Any ideas/pointers on what I did wrong and/or how to proceed would be much appreciated...

2
  • Setting up a cross-compiler isn't that difficult and there are tutorials on the web for this. It'll be significantly faster than running the compiler in Qemu. I don't know if it'll help with the resulting libc not working. Oct 24, 2014 at 16:10
  • @Gilles: Regarding "tutorials" - can you point to anything specific? I tried crosstool-ng but it doesn't go as far back as my target kernel version (2.6.17). I think this is relevant - glibc must be compiled with headers from my kernel (maybe that's what's causing my problems in my "ARM-based" build...)
    – ttsiodras
    Oct 25, 2014 at 7:45

1 Answer 1

8

I made it :-)

I basically followed Gilles's advice and decided to do it properly: i.e. manage a complete cross-compilation of GLIBC. I started from crosstool-ng, and was initially disappointed - seeing that it didn't support my old kernel. I kept at it, though - manually editing the configuration file saved by crosstool-ng to do changes like these on the default arm-gnueabi build configuration:

$ ct-ng arm-unknown-linux-gnueabi
$ ct-ng menuconfig
...
$ vi .config
$ cat .config
...
CT_KERNEL_VERSION="2.6.17"
CT_KERNEL_V_2_6_17=y
CT_LIBC_VERSION="2.13"
CT_LIBC_GLIBC_V_2_13=y
CT_LIBC_GLIBC_MIN_KERNEL_VERSION="2.6.9"
CT_LIBC_GLIBC_MIN_KERNEL="2.6.9
...
$ ct-ng +libc

After numerous tests and failed attempts, the above changes did it - I got a compiled version of GLIBC that would work with my kernel, and copied the resulting files to my Debian Lenny ARM machine:

$ cd .build/arm-unknown-linux-gnueabi/build/build-libc-final/
$ tar zcpf newlibc.tgz $(find . -type f -iname \*.so)
$ scp newlibc.tgz root@mybook:.

I went all the way and moved past squeeze: I debootstrapped a /wheezy and then - very carefully - overwrote the GLIBC versions of the armel-debootstrapped /wheezy with my own:

# # In the ARM machine
# cd /wheezy/lib/arm-linux-gnueabi/
# mv /var/tmp/ohMyGod/libc.so libc-2.13.so
# mv /var/tmp/ohMyGod/rt/librt.so librt-2.13.so
...

...etc, making sure I didn't miss any shared libraries.

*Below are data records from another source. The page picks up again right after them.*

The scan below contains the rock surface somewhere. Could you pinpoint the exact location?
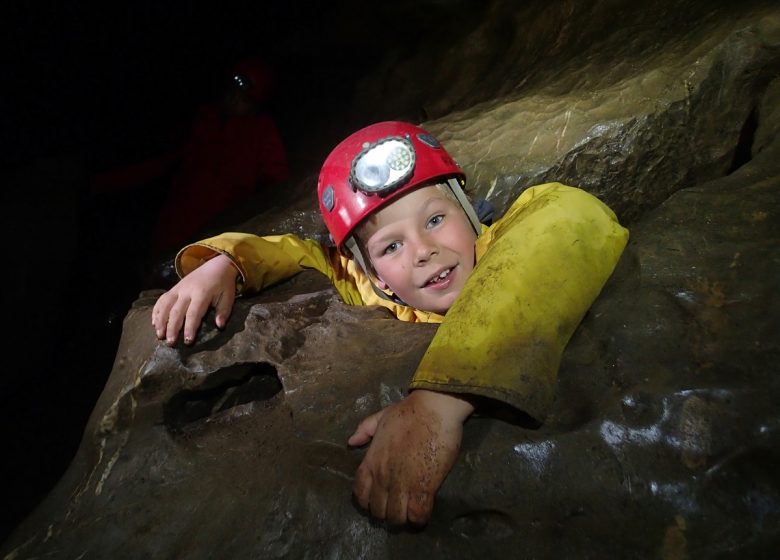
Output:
[2,2,780,559]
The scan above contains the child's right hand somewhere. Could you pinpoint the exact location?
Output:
[152,255,238,346]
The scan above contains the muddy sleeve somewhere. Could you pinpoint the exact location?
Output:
[411,183,628,421]
[176,232,362,305]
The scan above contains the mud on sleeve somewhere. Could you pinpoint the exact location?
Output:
[411,183,628,421]
[176,232,361,305]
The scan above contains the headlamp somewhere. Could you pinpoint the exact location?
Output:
[349,136,416,195]
[233,74,252,91]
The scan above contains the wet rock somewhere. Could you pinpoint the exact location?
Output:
[2,4,780,559]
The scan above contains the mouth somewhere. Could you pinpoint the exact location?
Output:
[423,266,455,288]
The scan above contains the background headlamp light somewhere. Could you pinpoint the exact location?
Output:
[349,136,415,194]
[233,74,252,91]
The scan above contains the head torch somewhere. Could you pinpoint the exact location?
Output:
[349,136,416,196]
[232,74,252,91]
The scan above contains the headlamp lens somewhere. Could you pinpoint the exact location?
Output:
[233,74,252,91]
[352,137,415,193]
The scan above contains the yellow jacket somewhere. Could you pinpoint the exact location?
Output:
[176,183,628,421]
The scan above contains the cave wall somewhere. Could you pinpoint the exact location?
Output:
[2,0,780,558]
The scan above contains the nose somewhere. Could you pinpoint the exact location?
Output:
[414,234,439,265]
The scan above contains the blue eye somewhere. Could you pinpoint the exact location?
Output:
[428,214,444,226]
[384,241,401,255]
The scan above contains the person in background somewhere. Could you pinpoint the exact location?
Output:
[152,122,628,524]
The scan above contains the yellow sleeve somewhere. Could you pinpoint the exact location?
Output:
[176,232,365,305]
[411,183,628,421]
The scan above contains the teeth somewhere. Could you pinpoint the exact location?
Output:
[428,268,452,284]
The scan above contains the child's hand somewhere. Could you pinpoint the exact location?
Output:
[152,255,238,346]
[348,390,474,525]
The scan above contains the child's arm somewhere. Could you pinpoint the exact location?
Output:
[152,255,238,346]
[349,184,628,523]
[152,233,368,345]
[348,389,474,525]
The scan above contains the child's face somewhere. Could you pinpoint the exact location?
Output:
[361,186,477,314]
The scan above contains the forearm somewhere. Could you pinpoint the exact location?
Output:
[411,184,627,420]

Finally, I copied over the ldd and ldconfig binaries (which were also part of GLIBC), and chrooted inside my /wheezy.

It worked.

I can only assume that the compilation of GLIBC from a chroot-ed 'qemu-arm' emulation inside a x86, somehow messed things up - maybe the configure process detects some stuff from the running environment - whereas the cross-compilation can't be misled.

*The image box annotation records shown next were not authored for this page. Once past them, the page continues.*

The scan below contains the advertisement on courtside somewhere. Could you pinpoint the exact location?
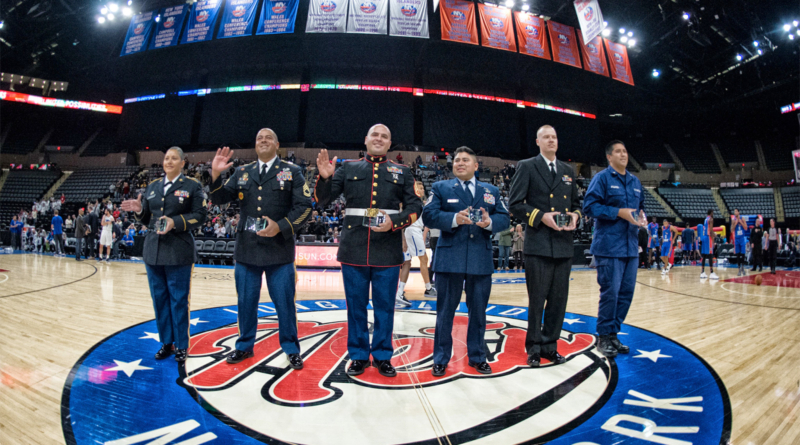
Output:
[217,0,258,39]
[306,0,347,33]
[150,4,189,49]
[439,0,478,45]
[547,21,583,68]
[603,39,633,85]
[181,0,222,44]
[347,0,389,35]
[119,11,155,56]
[256,0,300,35]
[578,31,608,77]
[389,0,430,39]
[478,3,517,52]
[514,11,551,60]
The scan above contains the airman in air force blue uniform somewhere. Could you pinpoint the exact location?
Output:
[209,128,311,369]
[583,141,647,357]
[120,147,206,362]
[422,147,509,377]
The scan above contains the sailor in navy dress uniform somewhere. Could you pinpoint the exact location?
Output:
[583,141,648,357]
[120,147,206,362]
[422,147,509,377]
[209,128,311,369]
[314,124,422,377]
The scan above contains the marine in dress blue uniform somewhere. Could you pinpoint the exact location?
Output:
[314,124,422,377]
[209,128,311,369]
[583,141,644,357]
[122,147,206,362]
[422,147,509,377]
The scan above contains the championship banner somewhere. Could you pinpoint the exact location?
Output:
[575,0,603,45]
[603,39,633,85]
[389,0,430,39]
[547,21,583,68]
[478,3,517,52]
[514,11,551,60]
[181,0,222,44]
[347,0,389,35]
[439,0,478,45]
[306,0,347,32]
[256,0,300,35]
[150,4,189,49]
[578,31,608,77]
[119,11,155,56]
[217,0,258,39]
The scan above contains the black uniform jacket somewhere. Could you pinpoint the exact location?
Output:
[314,155,422,267]
[209,158,311,266]
[508,154,581,258]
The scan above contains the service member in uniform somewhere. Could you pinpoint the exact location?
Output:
[210,128,311,369]
[422,147,509,377]
[120,147,206,362]
[314,124,422,377]
[583,141,644,357]
[508,125,581,367]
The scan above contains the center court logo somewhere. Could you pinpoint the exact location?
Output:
[62,300,730,444]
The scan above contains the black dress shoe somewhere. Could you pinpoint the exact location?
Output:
[155,345,172,360]
[372,360,397,377]
[541,351,567,365]
[225,349,253,365]
[289,354,303,369]
[597,335,617,358]
[347,360,369,375]
[431,365,447,377]
[467,362,492,374]
[611,334,631,354]
[175,349,186,363]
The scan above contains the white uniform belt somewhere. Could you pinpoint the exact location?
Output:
[344,207,400,216]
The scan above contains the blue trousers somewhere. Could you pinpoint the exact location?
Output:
[595,256,639,335]
[342,264,400,360]
[433,272,492,365]
[234,262,300,354]
[144,264,193,349]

So naturally I moved to the next step, and used a busybox-static shell to replace the {/bin,/sbin,...} folders of my old lenny with the wheezy ones - and rebooted into my brand new Wheezy :-)

I hereby claim that my WD MyBook World Edition is the only one on the planet running Debian Wheezy :-) If anyone else is interested, I can upload a tarball of the libc files someplace.